The Guggenheim features modern art collections from the 20th and 21st centuries. General admission ticket prices are $22 for adults, $18 for seniors and students.
The museum is funded by ticket sales, events and private donations.
The Guggenheim Foundation reported total operating revenues of $60.5 million in 2010 with a surplus after expenses of $3.88 million. The Foundation reported net assets of $90.5 million at the end of 2010.
Attendance at the Guggenheim Museums across the globe was 2,433,659 in 2010 and was 1,004,865 at the museum in New York.
There are sister museums in Venice, Italy; Bilboa, Spain; and Berlin, Germany.
History
In 1929, wealthy American industrialist Solomon R. Guggenheim at the age of 66 begins to form a large collection of important modern paintings by artists such as Vasily Kandinsky, Paul Klee, and Marc Chagall. He is guided in this pursuit by a young German artist and theorist, Baroness Hilla Rebay von Ehrenwiesen. Rebay introduces Guggenheim to Kandinsky in his Dessau studio and Guggenheim purchases several paintings and works on paper; he will eventually acquire more than 150 works by this seminal artist.
In the 1930s, Guggenheim's growing collection is installed in his private apartment at the Plaza Hotel in New York City. Small exhibitions of newly acquired works are held there intermittently for the public.

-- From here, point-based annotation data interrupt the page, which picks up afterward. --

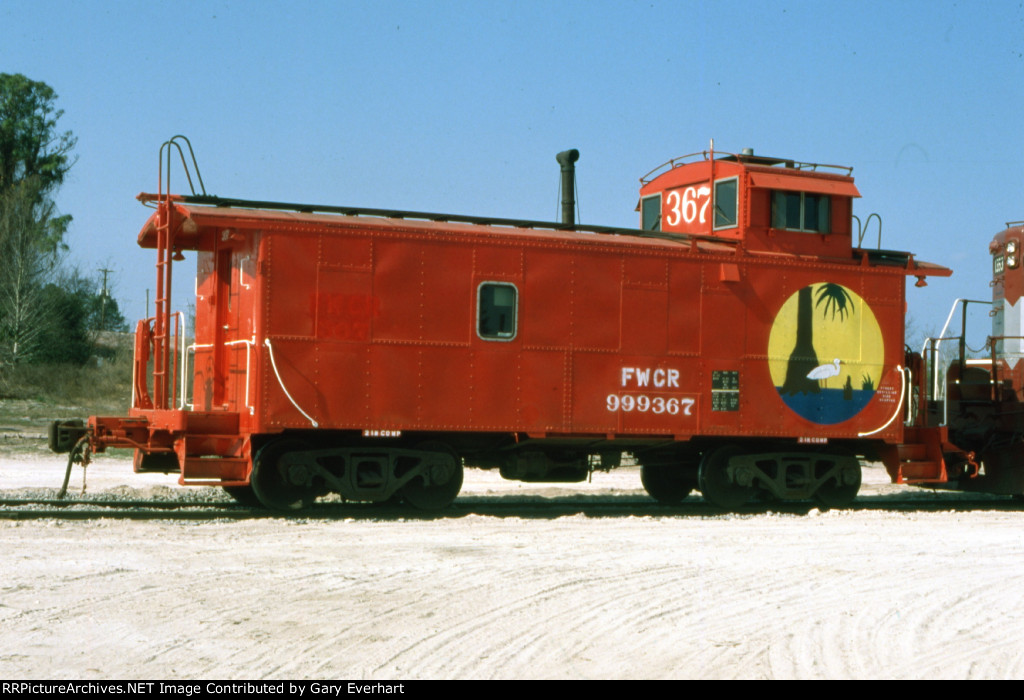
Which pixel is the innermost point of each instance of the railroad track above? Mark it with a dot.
(503, 507)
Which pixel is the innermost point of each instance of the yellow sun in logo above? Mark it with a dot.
(825, 353)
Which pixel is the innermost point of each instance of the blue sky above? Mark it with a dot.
(461, 106)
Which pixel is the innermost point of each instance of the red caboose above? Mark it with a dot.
(737, 341)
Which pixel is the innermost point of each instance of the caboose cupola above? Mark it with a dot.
(763, 203)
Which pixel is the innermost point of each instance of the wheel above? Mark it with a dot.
(713, 477)
(244, 495)
(667, 483)
(281, 479)
(830, 494)
(439, 484)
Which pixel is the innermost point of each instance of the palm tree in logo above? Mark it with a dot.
(803, 359)
(836, 299)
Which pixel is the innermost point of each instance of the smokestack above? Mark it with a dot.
(567, 160)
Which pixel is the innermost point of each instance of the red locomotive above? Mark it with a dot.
(738, 342)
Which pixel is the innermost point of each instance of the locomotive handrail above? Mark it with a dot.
(936, 341)
(899, 404)
(223, 202)
(861, 230)
(273, 364)
(173, 141)
(250, 343)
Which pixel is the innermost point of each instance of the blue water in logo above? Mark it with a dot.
(828, 405)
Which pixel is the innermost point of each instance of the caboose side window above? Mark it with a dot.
(801, 212)
(725, 203)
(496, 310)
(650, 213)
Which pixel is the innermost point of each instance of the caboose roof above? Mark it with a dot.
(200, 216)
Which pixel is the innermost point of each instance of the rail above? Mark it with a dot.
(748, 158)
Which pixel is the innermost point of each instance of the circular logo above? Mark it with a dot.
(825, 353)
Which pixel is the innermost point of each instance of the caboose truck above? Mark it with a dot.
(738, 342)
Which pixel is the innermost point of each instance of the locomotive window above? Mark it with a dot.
(725, 203)
(650, 213)
(496, 309)
(801, 212)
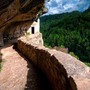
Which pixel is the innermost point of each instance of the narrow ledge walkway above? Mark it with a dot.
(19, 74)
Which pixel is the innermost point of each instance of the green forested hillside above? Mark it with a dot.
(71, 30)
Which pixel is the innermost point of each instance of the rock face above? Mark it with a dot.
(17, 16)
(63, 71)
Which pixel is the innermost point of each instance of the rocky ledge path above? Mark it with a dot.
(19, 74)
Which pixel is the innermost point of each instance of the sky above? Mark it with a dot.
(62, 6)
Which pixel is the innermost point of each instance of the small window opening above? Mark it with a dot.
(32, 30)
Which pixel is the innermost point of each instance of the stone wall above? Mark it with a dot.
(63, 71)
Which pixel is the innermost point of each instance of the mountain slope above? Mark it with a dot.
(71, 30)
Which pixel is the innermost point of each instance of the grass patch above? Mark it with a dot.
(88, 64)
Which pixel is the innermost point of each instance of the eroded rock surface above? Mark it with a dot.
(18, 73)
(16, 16)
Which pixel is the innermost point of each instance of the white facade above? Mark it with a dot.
(35, 27)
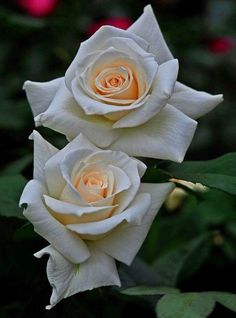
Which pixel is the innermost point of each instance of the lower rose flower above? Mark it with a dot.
(90, 205)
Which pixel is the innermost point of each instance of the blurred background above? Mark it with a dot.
(38, 42)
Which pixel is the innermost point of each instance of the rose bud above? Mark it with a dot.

In 1937, the Solomon R. Guggenheim Foundation is formed for the "promotion and encouragement and education in art and the enlightenment of the public." Chartered by the Board of Regents of New York State, the Foundation is endowed to operate a museum or museums. Rebay is appointed its Trustee and Curator.
In 1943, Guggenheim and Rebay commission Frank Lloyd Wright to design a permanent structure to house the Museum of Non-Objective Painting. Over the next 15 years, Wright will make some 700 sketches, and six separate sets of working drawings for the building. Between 1944 and 1951, the foundation acquires three tracts of land between East 88th and 89th streets on Fifth Avenue, but construction is delayed until 1956 for various reasons, foremost among them the death of Solomon R. Guggenheim in 1949 and postwar inflation.
The new Guggenheim Museum opens on October 21, 1959, six months after the death of Frank Lloyd Wright.
A three-year restoration project of the museum's interior was completed in 1992. Another three-year restoration project of the exterior of the building was finished in 2008.
Benefits
The Guggenheim offers a competitive salary and excellent medical, dental, life, disability, and retirement plan coverage. The staff also enjoys generous vacation, sick leave and personal days, access to a variety of cultural institutions, discounts to museum stores, and a stimulating and collegial work environment.